How to use Dask to overcome out-of-memory problem?

Dear all,

My name is Hieu and I am a Ph.D. student. I am currently handling huge time series data and want to apply library Dask to reduce the size of my data. My data is 15 multivariate time series, each with eight variables, the lengths of each one are about 1.5 million time points. I used sliding windows and my approach to analyzing the time series is Topological data analysis.

I generated geometric features from the time series, and new geometric features consumed a lot of memory. I tested my experiment on some high-performance computers with really good configurations (1024G of RAM), but I still faced the problem of out-of-memory.

I also try to apply library Dask by converting from the input’s normal data frame to the Dask dataframe (before applying geometric transformation). The first time the code ran well but the second time I faced the same problem of out-of-memory. I also attached my code here.

import dask.dataframe as dd
ddf_x = dd.from_pandas(norm_x, npartitions=500)
ddf_y = dd.from_pandas(norm_y, npartitions=500)

Please suggest some better ways to use Dask to overcome my current problem.

Please support me. Since the crash happen again, then my account to access the high-performance computers will be disabled. But I really need this account to test my experiments.

Thank you very much.
Regards,
Hieu

I attached here an image that shows the memory usage of my code in the high-performance computers, the white part is when Out-of-memory Killer happens.

jupiter3_outmem24dec22

Hi @hieutv85, welcome to the forum!

First the code snippet you provide is a little too short to understand well what you are trying to do with Pandas and what is your current Dask code. Could you detail this a bit?
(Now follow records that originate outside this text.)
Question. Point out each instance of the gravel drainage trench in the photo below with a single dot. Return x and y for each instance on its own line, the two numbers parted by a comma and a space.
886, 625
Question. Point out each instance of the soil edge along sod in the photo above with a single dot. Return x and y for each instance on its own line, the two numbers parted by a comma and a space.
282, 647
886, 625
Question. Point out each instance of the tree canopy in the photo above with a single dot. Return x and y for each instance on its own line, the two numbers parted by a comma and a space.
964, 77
If you do ddf_x = dd.from_pandas(norm_x, npartitions=500) It means you first read the DataFrame with Pandas before converting it to Dask, so you load all your input data in memory, this is not what you want.
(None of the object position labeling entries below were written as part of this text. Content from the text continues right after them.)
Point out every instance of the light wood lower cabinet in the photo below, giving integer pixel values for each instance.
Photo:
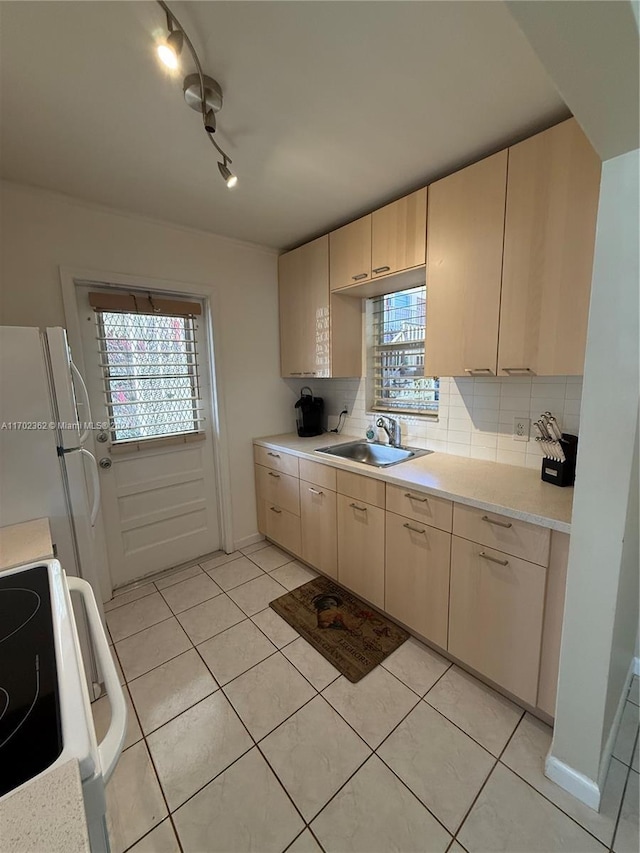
(361, 548)
(283, 527)
(495, 616)
(417, 576)
(319, 521)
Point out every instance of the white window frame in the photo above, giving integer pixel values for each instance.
(406, 348)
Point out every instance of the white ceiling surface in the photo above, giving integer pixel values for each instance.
(331, 108)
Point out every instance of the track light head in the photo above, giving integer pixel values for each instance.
(169, 51)
(210, 121)
(229, 178)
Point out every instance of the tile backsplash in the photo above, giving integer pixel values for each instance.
(476, 414)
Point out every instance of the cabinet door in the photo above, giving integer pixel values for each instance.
(552, 202)
(495, 616)
(303, 283)
(417, 576)
(319, 528)
(283, 527)
(361, 548)
(350, 253)
(464, 268)
(399, 234)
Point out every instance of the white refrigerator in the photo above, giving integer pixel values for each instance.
(46, 471)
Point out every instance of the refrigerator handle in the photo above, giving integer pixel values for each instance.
(95, 481)
(110, 748)
(87, 407)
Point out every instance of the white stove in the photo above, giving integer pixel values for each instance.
(45, 713)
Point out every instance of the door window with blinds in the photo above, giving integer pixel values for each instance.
(149, 358)
(396, 355)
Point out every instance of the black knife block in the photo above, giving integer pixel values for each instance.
(562, 473)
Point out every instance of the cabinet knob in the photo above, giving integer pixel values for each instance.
(414, 529)
(496, 522)
(493, 559)
(416, 498)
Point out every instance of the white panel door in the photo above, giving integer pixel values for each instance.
(159, 499)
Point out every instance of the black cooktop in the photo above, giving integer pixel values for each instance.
(30, 725)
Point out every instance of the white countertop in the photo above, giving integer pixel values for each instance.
(507, 489)
(46, 815)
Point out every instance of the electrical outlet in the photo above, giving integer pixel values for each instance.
(521, 427)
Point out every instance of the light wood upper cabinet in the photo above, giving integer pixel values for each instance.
(350, 253)
(552, 200)
(304, 310)
(320, 335)
(399, 234)
(464, 269)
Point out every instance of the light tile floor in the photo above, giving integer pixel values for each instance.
(243, 738)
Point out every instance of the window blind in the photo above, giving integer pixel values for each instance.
(399, 383)
(149, 364)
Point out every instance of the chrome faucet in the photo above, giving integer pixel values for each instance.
(392, 431)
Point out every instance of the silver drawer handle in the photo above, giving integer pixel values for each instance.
(497, 523)
(493, 559)
(416, 498)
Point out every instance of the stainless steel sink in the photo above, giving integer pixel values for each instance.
(373, 453)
Instead, you should directly use Dask to read your input data, and apply transformation and reduction to it before either saving it back to disk or converting it to Pandas. But again we need some more code to be able to help you better.

See:

And also

for some good tips to get started.

Hi @guillaumeeb

Thank you very much for your support. I already read the two attached documents. It is helpful.

My code is long and include some parts which are reading file to data frame, preprocessing, removing some unused data, and several steps of converting from normal data to new form of data. So I do not sure what part should I provide.

Regards,

What we need to help you is the minimal version of your code which reproduces the issue.

You need to identify at least where it failed. We can help you then with the why and fix.

If you cannot do that, please at least provide some code explaining how you read the data, some processing example and the final step when you launch the computation or try to write a result.

Hi @guillaumeeb,

Could you please allow me to have your email?

My code is related to my publication and I haven’t published it yet. So it will be much better if I can provide it privately. Please understand.

Thank you very much. I appreciate your support and your fast replies.

Couldn’t you try to extract some key part of the code? I won’t be able to go through all your code to analyze it. I would need some minimal reproducer to be able to help.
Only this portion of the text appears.